Malheureux Admète, malheureuse Alceste. Pardon ? Le choeur n’est pas contrariant, il répète : Malheureux Admète, malheureuse Alceste. Autant que les dieux grecs exigent la mort de quelqu’un pour épargner la vie du roi, ça ne me défrise pas, rien que de très normal, autant qu’Alceste soit une femme, c’est un peu perturbant pour le lettreux de base. Passé le choc de découvrir que, chez Gluck, Alceste n’est ni un homme ni à bicyclette ni misanthrope, on peut étudier le pedigree de notre héroïne : reine, mère de deux enfants et épouse éperdument amoureuse du roi – mourant, donc.
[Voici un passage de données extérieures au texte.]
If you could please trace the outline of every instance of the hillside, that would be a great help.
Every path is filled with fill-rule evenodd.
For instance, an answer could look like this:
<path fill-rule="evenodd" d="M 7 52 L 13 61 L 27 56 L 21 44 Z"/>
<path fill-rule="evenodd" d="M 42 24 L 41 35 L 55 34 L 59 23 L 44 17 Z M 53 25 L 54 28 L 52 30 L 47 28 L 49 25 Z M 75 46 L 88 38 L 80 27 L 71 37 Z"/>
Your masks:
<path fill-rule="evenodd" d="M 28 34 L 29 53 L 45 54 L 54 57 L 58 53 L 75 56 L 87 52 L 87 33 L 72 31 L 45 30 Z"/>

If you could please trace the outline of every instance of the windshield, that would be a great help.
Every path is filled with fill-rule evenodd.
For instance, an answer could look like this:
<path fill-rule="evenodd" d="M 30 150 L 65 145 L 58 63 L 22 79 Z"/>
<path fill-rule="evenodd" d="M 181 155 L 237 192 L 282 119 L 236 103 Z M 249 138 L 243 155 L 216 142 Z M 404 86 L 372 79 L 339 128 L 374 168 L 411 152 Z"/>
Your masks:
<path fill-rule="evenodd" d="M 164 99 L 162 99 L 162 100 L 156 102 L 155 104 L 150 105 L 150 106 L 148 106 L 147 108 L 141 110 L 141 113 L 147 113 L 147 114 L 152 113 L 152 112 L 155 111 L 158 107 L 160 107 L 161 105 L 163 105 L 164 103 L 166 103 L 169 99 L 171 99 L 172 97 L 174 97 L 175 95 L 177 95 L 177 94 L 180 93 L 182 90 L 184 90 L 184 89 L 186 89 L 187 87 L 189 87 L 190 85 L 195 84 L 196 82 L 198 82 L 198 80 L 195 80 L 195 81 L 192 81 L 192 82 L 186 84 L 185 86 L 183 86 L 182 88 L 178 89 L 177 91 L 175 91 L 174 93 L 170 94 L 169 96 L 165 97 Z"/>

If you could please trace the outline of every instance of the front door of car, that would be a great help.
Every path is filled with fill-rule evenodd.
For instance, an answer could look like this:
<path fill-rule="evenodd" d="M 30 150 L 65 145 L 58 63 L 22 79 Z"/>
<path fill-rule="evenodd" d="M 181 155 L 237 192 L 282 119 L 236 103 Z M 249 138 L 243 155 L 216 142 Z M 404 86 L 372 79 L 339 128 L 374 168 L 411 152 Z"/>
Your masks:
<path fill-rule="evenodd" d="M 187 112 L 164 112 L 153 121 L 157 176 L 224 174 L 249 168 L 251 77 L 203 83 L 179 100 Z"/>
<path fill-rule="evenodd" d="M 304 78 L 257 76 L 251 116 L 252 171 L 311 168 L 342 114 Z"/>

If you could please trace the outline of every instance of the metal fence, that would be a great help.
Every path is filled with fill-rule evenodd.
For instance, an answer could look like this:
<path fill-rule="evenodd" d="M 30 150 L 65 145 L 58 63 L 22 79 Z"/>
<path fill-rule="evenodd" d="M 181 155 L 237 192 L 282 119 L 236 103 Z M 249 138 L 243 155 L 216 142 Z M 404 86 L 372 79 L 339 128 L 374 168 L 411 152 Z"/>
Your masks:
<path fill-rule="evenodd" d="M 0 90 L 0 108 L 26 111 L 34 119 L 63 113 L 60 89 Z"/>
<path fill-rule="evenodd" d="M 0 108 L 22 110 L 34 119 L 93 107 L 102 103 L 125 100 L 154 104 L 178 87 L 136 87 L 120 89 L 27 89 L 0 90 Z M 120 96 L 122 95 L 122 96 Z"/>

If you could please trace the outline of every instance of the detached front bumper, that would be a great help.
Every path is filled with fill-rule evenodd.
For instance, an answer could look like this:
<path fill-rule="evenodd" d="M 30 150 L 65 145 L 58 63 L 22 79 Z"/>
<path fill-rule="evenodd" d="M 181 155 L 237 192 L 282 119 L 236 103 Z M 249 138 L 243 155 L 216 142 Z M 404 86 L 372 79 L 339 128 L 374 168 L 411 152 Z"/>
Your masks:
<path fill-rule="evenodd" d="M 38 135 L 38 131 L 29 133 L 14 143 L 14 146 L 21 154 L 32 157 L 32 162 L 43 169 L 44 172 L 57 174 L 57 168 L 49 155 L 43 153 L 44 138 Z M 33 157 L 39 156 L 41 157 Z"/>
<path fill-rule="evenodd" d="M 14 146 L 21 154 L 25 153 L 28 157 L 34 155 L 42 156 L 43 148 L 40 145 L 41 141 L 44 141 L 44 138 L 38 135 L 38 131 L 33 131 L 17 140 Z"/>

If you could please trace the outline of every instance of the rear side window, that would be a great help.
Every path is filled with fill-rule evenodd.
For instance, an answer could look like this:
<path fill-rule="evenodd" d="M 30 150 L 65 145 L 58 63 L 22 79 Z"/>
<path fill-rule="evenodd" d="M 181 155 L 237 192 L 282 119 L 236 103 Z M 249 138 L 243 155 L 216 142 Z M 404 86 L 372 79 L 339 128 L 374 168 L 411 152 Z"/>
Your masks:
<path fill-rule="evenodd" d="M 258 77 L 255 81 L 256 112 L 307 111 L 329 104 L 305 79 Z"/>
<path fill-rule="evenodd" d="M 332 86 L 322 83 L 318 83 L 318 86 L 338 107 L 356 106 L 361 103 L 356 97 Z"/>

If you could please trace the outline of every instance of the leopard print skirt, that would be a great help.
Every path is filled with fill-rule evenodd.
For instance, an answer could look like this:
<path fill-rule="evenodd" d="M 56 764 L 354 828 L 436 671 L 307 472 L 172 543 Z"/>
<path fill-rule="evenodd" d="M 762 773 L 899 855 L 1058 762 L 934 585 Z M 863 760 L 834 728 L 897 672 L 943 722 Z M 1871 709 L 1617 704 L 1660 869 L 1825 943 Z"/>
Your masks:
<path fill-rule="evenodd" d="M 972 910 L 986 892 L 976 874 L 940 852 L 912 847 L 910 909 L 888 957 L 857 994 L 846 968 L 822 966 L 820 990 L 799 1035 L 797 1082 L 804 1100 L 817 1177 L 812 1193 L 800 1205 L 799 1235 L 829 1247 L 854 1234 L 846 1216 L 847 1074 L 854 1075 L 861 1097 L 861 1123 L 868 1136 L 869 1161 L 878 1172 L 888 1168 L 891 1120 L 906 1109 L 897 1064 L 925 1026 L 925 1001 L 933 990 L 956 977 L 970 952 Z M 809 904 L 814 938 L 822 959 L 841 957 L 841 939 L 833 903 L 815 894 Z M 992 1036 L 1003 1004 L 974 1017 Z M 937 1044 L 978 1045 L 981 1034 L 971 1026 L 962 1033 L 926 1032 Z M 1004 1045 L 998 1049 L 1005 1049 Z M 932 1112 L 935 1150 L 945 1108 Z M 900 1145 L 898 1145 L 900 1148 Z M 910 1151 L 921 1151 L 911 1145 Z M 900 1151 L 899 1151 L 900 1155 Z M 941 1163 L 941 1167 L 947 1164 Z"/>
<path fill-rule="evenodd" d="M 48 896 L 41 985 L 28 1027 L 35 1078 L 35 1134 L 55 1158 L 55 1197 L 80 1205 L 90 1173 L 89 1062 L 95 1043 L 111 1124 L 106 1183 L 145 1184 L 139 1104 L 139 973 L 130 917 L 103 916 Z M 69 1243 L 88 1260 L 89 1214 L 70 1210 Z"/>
Lorsqu’elle apprend le marché des dieux, son sacrifice est une évidence – douloureuse mais une évidence quand même.
Mise en scène d’Olivier Py, photos d’Agathe Poupeney
Là où cela devient intéressant, c’est qu’il n’est pas seulement question d’honneur, de devoir ni même de passion. Le monologue de renoncement d’Alceste, sans cesse repris et interrompu, laisse deviner que la douleur de la disparition le dispute à l’amour : mourir à la place de l’être aimé, c’est aussi lui laisser porter la douleur du deuil. En renonçant à la vie, elle renonce à ses douleurs comme à ses joies et fait certes le deuil de son mari mais meurt en le sachant vivant. Lorsqu’Admète l’apprend, il réagit de même et refuse d’être sauvé par la mort de celle sans laquelle il ne peut vivre. Quelque part, cette honorable lâcheté témoigne de ce que chacun a fait de l’autre sa vie et préfère la perdre plutôt qu’éprouver la perte de ce qui la rend désirable.
Alors que dans une tragédie classique, ces atermoiements sacrificiels finiraient immanquablement par susciter l’ennui, ils instillent ici une poignante mélancolie, qui trouve écho dans l’effacement des magnifiques dessins à la craie qui constituent des décors éphémères et que le spectateur voit à regret disparaître. Palais Garnier décrété palais royal, vue de Venise ou d’ailleurs, immense cœur aux artères malades, vagues cardiaques, forêt de rêves et de cauchemars, ciel étoilé de désirs et de regrets… loin de déconcentrer, comme j’ai pu l’entendre, ces décors successifs offrent un point d’ancrage pour laisser dériver son esprit en toute sérénité, au fil de la craie, dont on ne sait jamais tout à fait où elle va nous mener – plus loin dans l’intrigue, dans la beauté fragile de l’instant ou dans la loge où l’on se trouve, à caresser du regard les contours de la personne à côté de nous.
Sophie Koch
On a fait le deuil d’une fin heureuse et à la limite même d’une fin lorsqu’un happy end survient. Après tant de souffrances, quand le deuil est enfin fait, quand Admète et Alceste pourraient mourir l’un à l’autre, les sauver tous deux est presque une cruauté. Leur tristesse était si belle que leur joie soudaine gâche un peu la mienne. La magnanimité finale des dieux, spécialité baroque selon Palpatine, passait mieux chez Lully, du peu que j’en ai vu.
Applaudissements. Puis un grand oh, bref et soudain, à l’unisson. Après le deuil, qui se ressent : la mort, qui ne se comprend pas, celle de Chéreau, dont l’annonce déclenche la stupéfaction dans la salle. En sortant, personne ne parle de l’opéra.